Now, let's look at the 'y' axis. At the left we see
the value of the luminosity is compared with that of the Sun.
Corresponding to that at the right is
the value of the stars absolute magnitude which
is defined as the magnitude that the star would have At a distance of 10 parsecs.
A moment's thought will show you that in
order to know that number, the absolute magnitude,
you must know the star's distance, so you can convert the observed
apparent magnitude To the value it would have at 10 parsecs.
But now look what you can do.
You can stand the problem on its head. Imagine you observed the spectrum of a
star that looks identical to, say, one whose B minus V color
is 1.5 and whose luminosity is 0.01 times that of the sun.
You know then, that your star has an absolute magnitude of plus ten.
Now, by comparing your observed apparent magnitude, to the
value of plus ten, you immediately know the distance.
You have derived what is called a spectroscopic parallax.
It is not really a parallax at all, but a way to get the distance to stars
for which the parallax might be unmeasurable because it is too far away.
So you can see how powerful the HR diagram can be.
But now we can go beyond this and
using some theoretical results of stellar structure understand how
stars evolve in time. This, in turn, will lead us to a
basic understanding Of how some of our x ray sources come into being.
The first thing that guides us is the
rather surprising fact, that stars have a fairly restricted
range of masses, again the name of Henry
Norris Russell pops up, and it turns out that
by the middle of the 20th century.
We had a fairly accurate appraisal that the very low luminosity stars
had masses of about 1/10th of a solar mass, while the upper end of
the scale was populated with stars of about 50 solar masses.
That range, a factor of about 500, stands in stark
contrast to the range in luminosity, which you can see is a factor
of 10 billion. How is that possible?
Well, clearly, one way out is if the high mass stars
exhaust their fuel much more rapidly than the low mass objects.
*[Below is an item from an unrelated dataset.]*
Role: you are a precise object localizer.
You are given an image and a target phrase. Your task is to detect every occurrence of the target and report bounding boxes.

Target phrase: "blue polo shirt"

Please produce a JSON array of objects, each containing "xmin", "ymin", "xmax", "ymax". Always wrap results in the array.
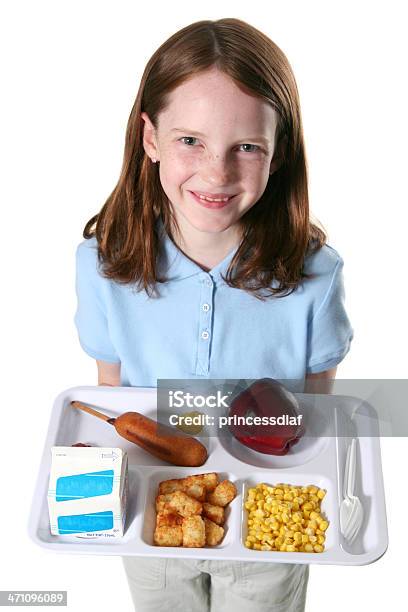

In other words, they burn a tremendous amount of fuel,
hence providing a high luminosity, but they must burn out very
rapidly since they aren't billions of times more massive than there are
low luminosity counter parts and in deed our model show that
stars at the very low end of the main sequence have enough fuel to
last for over 10 billion years, whereas at the high end
objects exhaust their supply in a mere 1 million years or so
So we ought to be able to use observations of various clusters of stars
to see this effect if indeed some are older than others.